# Night Out Dubai Expats



## Iron Horse (Apr 10, 2008)

The next night out for the Dubai Expats.

Where: Madinat Jumeirah at Bar Zar (to start)
When: 17 July 2008 start at 7:30pm ish

Dress code? At Bar Zar it's casual, but if the event moves to one of the other areas it could be a bit more, so the flip flops might not get you past the door.

The menu is kind of light in terms of substance, but decent. Beverage selection is good.

If you can attend, please post. If more information is needed, please post.

We hope to see everyone.

Also would like feedback from everyone as to:

A Ski Dubai event
An Autodrome race event
An ATV Riding afternoon


----------



## Ogri750 (Feb 14, 2008)

Count me in.

I'd also be up for any of the three other events


----------



## alli (Mar 6, 2008)

Do any of you have facebook?

i would like to come but I am worried I won't have anything in common with anyone


----------



## Elphaba (Jan 24, 2008)

Alli

You are an expat - the other people going along are expats! I promise you'll have several topics to talk about including: the heat & traffic to start with. If nothing else you can ask Iron Horse why he thinks that throwing yourself out of planes is a good idea.  

I'm a definite maybe for that date, as I may be away.

-


----------



## Ogri750 (Feb 14, 2008)

Throwing yourself out of a perfectly serviceable aircraft is a great idea. It's sooooooo much fun


----------



## Osh (Mar 9, 2008)

Hi Iron Horse....another 2 for next night out in July.

Thanks


----------



## Elphaba (Jan 24, 2008)

Hey Osh!

Fancy seeing you here 

_


----------



## Osh (Mar 9, 2008)

Hey M (oops )........Elphaba 

haven't been on this site for ages so thought I'd just check in


----------



## domink (Jun 4, 2008)

nice - i'm moving to Dubai on the 13th - and there's an expat forum event right away!

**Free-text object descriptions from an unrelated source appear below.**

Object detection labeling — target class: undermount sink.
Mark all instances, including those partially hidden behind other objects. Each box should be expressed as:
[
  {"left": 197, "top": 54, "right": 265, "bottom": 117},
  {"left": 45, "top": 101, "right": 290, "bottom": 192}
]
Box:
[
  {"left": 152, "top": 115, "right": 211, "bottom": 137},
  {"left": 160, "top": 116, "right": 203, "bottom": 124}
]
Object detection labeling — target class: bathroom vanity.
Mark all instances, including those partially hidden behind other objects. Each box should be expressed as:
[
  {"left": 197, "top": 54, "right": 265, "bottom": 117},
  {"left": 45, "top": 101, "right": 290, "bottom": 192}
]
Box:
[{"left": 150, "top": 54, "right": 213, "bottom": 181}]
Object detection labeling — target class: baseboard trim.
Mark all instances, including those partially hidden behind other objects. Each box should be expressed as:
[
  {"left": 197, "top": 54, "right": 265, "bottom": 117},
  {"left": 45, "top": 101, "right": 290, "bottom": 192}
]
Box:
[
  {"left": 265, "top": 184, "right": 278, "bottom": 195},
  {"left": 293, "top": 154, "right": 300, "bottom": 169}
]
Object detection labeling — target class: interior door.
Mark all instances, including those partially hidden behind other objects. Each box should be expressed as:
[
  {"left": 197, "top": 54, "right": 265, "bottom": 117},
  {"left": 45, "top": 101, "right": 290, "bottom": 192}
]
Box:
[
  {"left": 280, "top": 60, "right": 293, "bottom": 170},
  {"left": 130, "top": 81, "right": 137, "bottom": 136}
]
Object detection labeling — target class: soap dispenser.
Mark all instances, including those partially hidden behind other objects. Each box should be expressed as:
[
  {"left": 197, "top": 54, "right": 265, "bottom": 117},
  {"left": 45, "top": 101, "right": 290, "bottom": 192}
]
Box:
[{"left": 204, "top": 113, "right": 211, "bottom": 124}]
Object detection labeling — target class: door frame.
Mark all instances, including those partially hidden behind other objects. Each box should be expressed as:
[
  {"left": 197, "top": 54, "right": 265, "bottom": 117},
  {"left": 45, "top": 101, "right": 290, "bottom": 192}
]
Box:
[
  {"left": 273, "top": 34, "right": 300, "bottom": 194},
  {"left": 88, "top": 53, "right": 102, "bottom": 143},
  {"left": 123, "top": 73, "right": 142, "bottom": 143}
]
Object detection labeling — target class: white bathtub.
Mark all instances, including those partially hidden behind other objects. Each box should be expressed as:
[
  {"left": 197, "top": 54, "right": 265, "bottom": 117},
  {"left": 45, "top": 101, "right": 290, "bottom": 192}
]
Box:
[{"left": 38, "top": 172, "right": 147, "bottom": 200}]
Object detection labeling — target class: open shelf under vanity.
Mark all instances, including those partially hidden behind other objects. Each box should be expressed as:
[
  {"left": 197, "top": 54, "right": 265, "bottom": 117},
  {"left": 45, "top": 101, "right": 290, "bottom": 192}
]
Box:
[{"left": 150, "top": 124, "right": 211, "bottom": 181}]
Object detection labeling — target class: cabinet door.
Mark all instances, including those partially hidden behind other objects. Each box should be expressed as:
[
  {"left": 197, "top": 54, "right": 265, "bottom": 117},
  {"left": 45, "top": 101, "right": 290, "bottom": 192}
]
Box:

will definitely try and make it, hope to get some tips on settling in from the veterans


----------



## alli (Mar 6, 2008)

count me and (maybe) my husband in.

although, I will likely down quite a few pints due to nervousness and then get loud and happy. hope you can all put up with that!


----------



## joannem (Jun 22, 2008)

Hi would love to attend the night out! as it will be my first one

Flying out this Friday very nervous but excited see you all soon


----------



## BLM (Jan 31, 2008)

Me me! And my other half. And anybody else I can rope into coming, lots of people still haven't signed up to the forum!

Def up for Madinat, racing etc. But I don't do snow sports. I can watch you all throw yourselves down the slope from the relative safety of the Apres Bar


----------



## kariem1510 (Jul 1, 2008)

Count me in.
how are we gonna know eachother


----------



## Ogri750 (Feb 14, 2008)

*How are we going to know each other?*

Personally, I'll be the one in the corner dribbling into an empty vodka bottle


----------



## kariem1510 (Jul 1, 2008)

I guess it's going to be hard meeting alot of people you have never met before at the the same time, but trust me, when comes to it, you'll cope.
there'll be some people standing in the corner.sign me in for that too..some socialites taking it really easy but at the end of the day everybody will mingle. No pain, no gain.


----------



## Sam75 (Jul 2, 2008)

Hi, first week in Dubai and glad that there is already an expat event. Have been reading the comments on this forum before moving here (very useful stuff!). Count me in for the next meet-up.


----------



## JulesLise (Jun 24, 2008)

Sam75 said:


> Hi, first week in Dubai and glad that there is already an expat event. Have been reading the comments on this forum before moving here (very useful stuff!). Count me in for the next meet-up.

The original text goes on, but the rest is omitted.